Yoga is a personal revolution that begins with oneself. But it cannot stop there. Only by breaking the cycle of systemic violence itself can we seek to be free of it as a society. As long as we live in a society that tacitly condones or outright embraces violence, we are all in chains. When enough of us wake up and do the work to shift the paradigm, both within ourselves and in our world, then change happens. We have to break the cycle, both within ourselves and within our world. It matters that you get on your mat and practice, more than you think. And it matters even more that you take the lessons of your yoga practice off the mat into your life. Just as you are advised to sit with your pain in your practice, you are advised to sit with the pain of others in your life. Your heart must be big enough to embrace all the suffering and loss of the African American community right now. It matters now, you matter now. Ask yourself what you are doing today to root out the seeds of violence within yourself and your community. Are you doing enough?

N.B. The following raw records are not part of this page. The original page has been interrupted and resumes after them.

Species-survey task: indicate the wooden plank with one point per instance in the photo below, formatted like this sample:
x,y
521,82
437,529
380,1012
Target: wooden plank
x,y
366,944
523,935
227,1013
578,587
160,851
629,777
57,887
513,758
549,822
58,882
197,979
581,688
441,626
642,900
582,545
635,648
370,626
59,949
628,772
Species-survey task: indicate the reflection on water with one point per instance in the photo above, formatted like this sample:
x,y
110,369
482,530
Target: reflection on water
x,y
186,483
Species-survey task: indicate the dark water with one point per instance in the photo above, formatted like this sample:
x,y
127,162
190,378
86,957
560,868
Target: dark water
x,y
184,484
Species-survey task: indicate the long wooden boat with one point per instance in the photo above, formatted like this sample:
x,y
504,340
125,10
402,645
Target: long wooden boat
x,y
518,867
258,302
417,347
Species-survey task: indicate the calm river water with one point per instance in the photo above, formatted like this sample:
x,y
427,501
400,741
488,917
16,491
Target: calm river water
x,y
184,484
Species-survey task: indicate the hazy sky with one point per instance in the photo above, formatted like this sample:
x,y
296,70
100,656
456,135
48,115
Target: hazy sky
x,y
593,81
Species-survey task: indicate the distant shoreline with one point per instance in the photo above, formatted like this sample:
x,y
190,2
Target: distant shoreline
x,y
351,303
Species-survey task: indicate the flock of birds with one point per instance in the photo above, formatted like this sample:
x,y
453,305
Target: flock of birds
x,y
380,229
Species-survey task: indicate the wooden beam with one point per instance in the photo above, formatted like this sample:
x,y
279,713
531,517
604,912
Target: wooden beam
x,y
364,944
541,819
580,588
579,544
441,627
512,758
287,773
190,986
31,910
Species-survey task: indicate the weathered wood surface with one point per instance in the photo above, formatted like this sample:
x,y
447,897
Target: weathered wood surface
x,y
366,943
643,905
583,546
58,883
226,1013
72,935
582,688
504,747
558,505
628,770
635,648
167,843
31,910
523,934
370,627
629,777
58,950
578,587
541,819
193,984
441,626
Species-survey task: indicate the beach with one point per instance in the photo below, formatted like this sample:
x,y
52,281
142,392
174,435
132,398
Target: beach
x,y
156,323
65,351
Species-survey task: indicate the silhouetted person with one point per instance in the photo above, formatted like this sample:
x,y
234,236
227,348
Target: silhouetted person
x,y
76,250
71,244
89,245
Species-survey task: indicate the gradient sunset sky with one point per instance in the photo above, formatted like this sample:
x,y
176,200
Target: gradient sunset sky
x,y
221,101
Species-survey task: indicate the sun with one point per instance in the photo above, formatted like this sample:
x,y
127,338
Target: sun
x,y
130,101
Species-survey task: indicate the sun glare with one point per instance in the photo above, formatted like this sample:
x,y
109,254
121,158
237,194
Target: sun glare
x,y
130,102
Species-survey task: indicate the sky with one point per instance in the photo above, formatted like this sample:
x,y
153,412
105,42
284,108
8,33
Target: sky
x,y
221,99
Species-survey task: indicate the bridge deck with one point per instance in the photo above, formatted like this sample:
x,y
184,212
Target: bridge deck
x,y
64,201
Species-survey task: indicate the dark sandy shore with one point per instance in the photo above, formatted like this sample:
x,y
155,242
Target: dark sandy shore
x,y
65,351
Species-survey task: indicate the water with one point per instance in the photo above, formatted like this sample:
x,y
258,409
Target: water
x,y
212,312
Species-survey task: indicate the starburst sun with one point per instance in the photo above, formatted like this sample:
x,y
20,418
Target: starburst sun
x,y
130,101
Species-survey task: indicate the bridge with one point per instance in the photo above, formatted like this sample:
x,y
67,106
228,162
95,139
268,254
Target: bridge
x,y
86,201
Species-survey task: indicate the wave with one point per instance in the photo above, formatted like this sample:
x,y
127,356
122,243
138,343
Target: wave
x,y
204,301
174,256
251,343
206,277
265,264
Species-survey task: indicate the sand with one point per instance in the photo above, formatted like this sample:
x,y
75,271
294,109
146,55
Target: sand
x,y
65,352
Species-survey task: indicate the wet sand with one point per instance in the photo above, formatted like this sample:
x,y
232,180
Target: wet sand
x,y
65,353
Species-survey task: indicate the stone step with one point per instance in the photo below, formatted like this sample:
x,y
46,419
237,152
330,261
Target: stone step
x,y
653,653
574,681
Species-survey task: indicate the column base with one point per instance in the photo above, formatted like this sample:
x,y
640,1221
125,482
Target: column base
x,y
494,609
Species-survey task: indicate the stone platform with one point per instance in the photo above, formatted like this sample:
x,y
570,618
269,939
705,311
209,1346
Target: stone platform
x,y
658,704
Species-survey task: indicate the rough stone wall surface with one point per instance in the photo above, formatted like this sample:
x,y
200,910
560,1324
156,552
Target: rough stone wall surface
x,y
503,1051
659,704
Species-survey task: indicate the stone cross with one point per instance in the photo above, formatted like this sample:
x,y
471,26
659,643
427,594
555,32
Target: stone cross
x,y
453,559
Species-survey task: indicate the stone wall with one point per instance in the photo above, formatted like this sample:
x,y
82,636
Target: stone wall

I believe it is possible to work towards a positive resolution without bypassing the much needed work of recognizing the pain of the present. To have hope, even amidst what can feel like a hopeless place is what drives us to act and evolve. There are scenes of love that have emerged during the protests last weekend that inspire me. An African American woman crossed over the lines to hug a police officer. The embrace lasted for over one minute and diffused what was a tense situation. In Miami, police officers apologized to protesters, took a knee and prayed with them in a peaceful protest. These acts of courage, bravery, leadership and love will win the tide. Love may look different depending on what vantage point you hold in society. Members of the dominant group may show love by lifting up, listening to and protecting marginalized groups. Members of marginalized groups may show love by speaking up and demanding that their voices be heard. To be clear, it is up to each of us to nurture the seeds of change in our own hearts and in the world we live in.
Anger is justifiable when heinous acts of injustice are committed. What we do with that anger is a choice each of us must make. I am not here to tell you what to do or to police anyone. I can only advise you to read President Obama’s entire post. He explains in elegant detail how to channel the raw power of what many of us are feeling now into intelligent action that will hopefully lead to a society and world built on equitable grounds. Meanwhile, I refuse to give up hope. I refuse to allow myself to hate, even those whom I see as part of the problem. Hate is part of the cycle of violence, a cycle that I seek to break. I will allow myself to be angry but I will not allow myself act in hate. I will speak up, but not for vengeance. I will speak up for justice. I act in love for all beings, and I take consequence of this statement, not as fluffy spiritual bypassing, but as the foundation of an entirely new paradigm of living.